Barbaren an Rhein und Sieg

Vom Pogrom zum Massenmord

Siegburg. Die Reichspogromnacht war an Rhein und Sieg ein Pogromtag.

Wir schreiben den 10. November 1938, als das Unrechtsregime zerstört, verhaftet, mordet. Um 6.10 Uhr brennt die Siegburger Synagoge, die Feuerwehr lässt sie abbrennen, beschränkt das Feuer auf den Entstehungsort. Aus der Ruppichterother Synagoge schlagen die Flammen um 7.15 Uhr. Die Feuerwehr löscht, weil der Bürgermeister noch nicht über den SS-Befehl informiert ist. Als klar ist, dass der festgenomme Scherge wirklich in allerhöchstem Auftrag handelt, wird das Gotteshaus erneut angesteckt. Am Vormittag steigt Rauch aus den Synagogen in Bonn und Beuel. Um 15.15 Uhr stehen die Hennefer Juden mit Grausen vor ihrer spirituellen Heimat. Der Bürgermeister ist nicht entsetzt, sondern stolz über das "schnelle Niederbrennen". Noch ist es nicht vorbei. Um 17 Uhr laufen die Menschen in Bornheim zusammen und blicken auf den Scheiterhaufen, der die örtliche Synagoge war. Rheinbach kommt 30 Minuten später dran, da ist es schon dunkel. Weiter nach Geistingen, wo Hennefs Bürgermeister Naaf einen "Kurzschluss" konstatiert, der das Gebäude der jüdischen Mitbürger vernichtet. In Oberdollendorf scheitert die Brandlegung, in Meckenheim wird Abstand genommen, weil Arier im selben Gebäude leben. Zeitgleich werden 83 Juden festgesetzt und nach vorübergehender Inhaftierung in Brauweiler ins Konzentrationslager Dachau gebracht. Zu ihnen gehört Gustav Rothenberg, der in der Siegburger Kaiserstraße 29 ein Manufakturwarengeschäft führt. Seine zweite Ehefrau Meta Rothenberg, geborene Danelius, muss mitansehen, wie der Betrieb Dezember 1938 abgemeldet wird. Das Paar, wohnhaft in der Zeithstraße 8, entscheidet sich nach Gustavs Freilassung nicht für die Emigration. Es wird Ende Juni 1941 mit der 13-jährigen Tochter Ruth Lina ins Lager Much eingewiesen, wo Gustav nach nur einer Woche am 3. Juli 1941 stirbt.

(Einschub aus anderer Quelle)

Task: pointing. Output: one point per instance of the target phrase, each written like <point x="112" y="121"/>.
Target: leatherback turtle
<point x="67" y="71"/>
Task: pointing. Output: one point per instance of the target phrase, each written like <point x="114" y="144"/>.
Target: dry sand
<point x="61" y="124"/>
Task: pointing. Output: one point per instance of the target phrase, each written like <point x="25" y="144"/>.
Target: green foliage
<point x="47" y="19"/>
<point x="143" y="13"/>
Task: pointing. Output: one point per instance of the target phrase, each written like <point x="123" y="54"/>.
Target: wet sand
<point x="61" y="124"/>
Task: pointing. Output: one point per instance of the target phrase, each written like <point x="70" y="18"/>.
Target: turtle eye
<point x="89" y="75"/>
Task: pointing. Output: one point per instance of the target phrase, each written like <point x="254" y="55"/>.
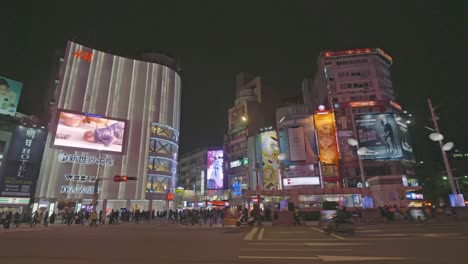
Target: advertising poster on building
<point x="296" y="116"/>
<point x="296" y="143"/>
<point x="325" y="126"/>
<point x="214" y="169"/>
<point x="270" y="162"/>
<point x="10" y="92"/>
<point x="383" y="137"/>
<point x="89" y="131"/>
<point x="235" y="115"/>
<point x="405" y="139"/>
<point x="22" y="163"/>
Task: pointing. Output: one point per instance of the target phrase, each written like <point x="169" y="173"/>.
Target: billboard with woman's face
<point x="10" y="91"/>
<point x="89" y="132"/>
<point x="385" y="136"/>
<point x="214" y="170"/>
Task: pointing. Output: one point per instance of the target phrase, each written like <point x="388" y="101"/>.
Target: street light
<point x="436" y="136"/>
<point x="360" y="151"/>
<point x="257" y="189"/>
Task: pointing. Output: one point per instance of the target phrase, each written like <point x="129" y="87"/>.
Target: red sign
<point x="86" y="56"/>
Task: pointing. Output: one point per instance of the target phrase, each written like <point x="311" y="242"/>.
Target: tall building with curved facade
<point x="101" y="92"/>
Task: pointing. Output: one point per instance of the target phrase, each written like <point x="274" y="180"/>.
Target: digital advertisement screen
<point x="270" y="162"/>
<point x="90" y="132"/>
<point x="21" y="166"/>
<point x="301" y="181"/>
<point x="384" y="136"/>
<point x="10" y="91"/>
<point x="325" y="126"/>
<point x="215" y="176"/>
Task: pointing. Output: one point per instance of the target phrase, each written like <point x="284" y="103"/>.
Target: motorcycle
<point x="335" y="226"/>
<point x="242" y="220"/>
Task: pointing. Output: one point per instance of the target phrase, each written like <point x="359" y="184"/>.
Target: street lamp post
<point x="257" y="188"/>
<point x="438" y="137"/>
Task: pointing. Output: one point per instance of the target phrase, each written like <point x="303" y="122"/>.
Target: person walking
<point x="94" y="218"/>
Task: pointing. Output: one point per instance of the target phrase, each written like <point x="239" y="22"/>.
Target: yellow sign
<point x="325" y="126"/>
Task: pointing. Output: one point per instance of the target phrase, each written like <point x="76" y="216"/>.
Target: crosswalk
<point x="266" y="245"/>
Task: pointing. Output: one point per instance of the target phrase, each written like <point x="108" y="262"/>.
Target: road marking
<point x="321" y="231"/>
<point x="356" y="258"/>
<point x="442" y="234"/>
<point x="311" y="244"/>
<point x="251" y="234"/>
<point x="271" y="257"/>
<point x="260" y="235"/>
<point x="316" y="229"/>
<point x="337" y="236"/>
<point x="296" y="249"/>
<point x="384" y="235"/>
<point x="370" y="231"/>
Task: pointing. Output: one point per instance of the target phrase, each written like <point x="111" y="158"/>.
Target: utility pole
<point x="441" y="144"/>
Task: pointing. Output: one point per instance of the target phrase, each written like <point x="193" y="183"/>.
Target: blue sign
<point x="21" y="168"/>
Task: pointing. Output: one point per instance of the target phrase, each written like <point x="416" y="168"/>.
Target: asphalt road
<point x="168" y="243"/>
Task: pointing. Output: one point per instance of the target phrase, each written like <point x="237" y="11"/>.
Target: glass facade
<point x="162" y="158"/>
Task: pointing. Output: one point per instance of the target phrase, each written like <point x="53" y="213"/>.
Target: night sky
<point x="215" y="40"/>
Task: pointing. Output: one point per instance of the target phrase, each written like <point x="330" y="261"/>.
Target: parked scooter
<point x="243" y="220"/>
<point x="335" y="226"/>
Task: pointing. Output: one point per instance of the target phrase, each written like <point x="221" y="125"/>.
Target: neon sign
<point x="86" y="56"/>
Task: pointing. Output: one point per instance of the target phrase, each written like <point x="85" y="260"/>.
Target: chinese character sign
<point x="270" y="162"/>
<point x="325" y="127"/>
<point x="10" y="91"/>
<point x="21" y="168"/>
<point x="214" y="168"/>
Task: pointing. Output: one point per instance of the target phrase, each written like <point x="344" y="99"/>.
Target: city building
<point x="200" y="179"/>
<point x="356" y="86"/>
<point x="254" y="109"/>
<point x="112" y="116"/>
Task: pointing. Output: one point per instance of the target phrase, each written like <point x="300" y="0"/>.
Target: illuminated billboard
<point x="325" y="126"/>
<point x="270" y="163"/>
<point x="20" y="168"/>
<point x="89" y="132"/>
<point x="385" y="136"/>
<point x="296" y="135"/>
<point x="10" y="92"/>
<point x="214" y="170"/>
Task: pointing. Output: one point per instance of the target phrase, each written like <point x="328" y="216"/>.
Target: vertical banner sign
<point x="270" y="162"/>
<point x="23" y="161"/>
<point x="296" y="143"/>
<point x="325" y="127"/>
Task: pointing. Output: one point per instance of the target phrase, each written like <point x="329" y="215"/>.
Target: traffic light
<point x="118" y="178"/>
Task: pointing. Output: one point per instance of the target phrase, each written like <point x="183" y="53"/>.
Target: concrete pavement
<point x="162" y="242"/>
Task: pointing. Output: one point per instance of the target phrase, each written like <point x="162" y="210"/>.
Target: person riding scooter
<point x="340" y="223"/>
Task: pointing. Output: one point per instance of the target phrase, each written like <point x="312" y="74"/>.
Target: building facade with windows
<point x="356" y="85"/>
<point x="96" y="89"/>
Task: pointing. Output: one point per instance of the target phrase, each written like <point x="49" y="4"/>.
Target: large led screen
<point x="270" y="162"/>
<point x="385" y="136"/>
<point x="89" y="132"/>
<point x="10" y="92"/>
<point x="214" y="168"/>
<point x="325" y="126"/>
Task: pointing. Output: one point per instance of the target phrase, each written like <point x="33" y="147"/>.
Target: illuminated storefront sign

Man bringt Meta und ihre Tochter am 20. Juli 1942 in die Kölner Messehallen. Von hier aus rollen die Deportationszüge gen Osten los. Am frühen Morgen des 24. Juli 1942 nehmen die Unmenschen Meta und Ruth Lina am Schreckensort Maly Trostinec im heutigen Weißrussland das Leben. Ein neuer Stolperstein vor der Zeithstraße 8, dem letzten frei gewählten Wohnort, erinnert an Metas Schicksal. Die Mahnmale für Ehemann und Tochter wurden schon früher verlegt (Steine oben). Hans Rothenberg überlebt den Holocaust. Gustavs Sohn aus erster Ehe, Jahrgang 1914, wandert 1936 über Holland nach Argentinien aus.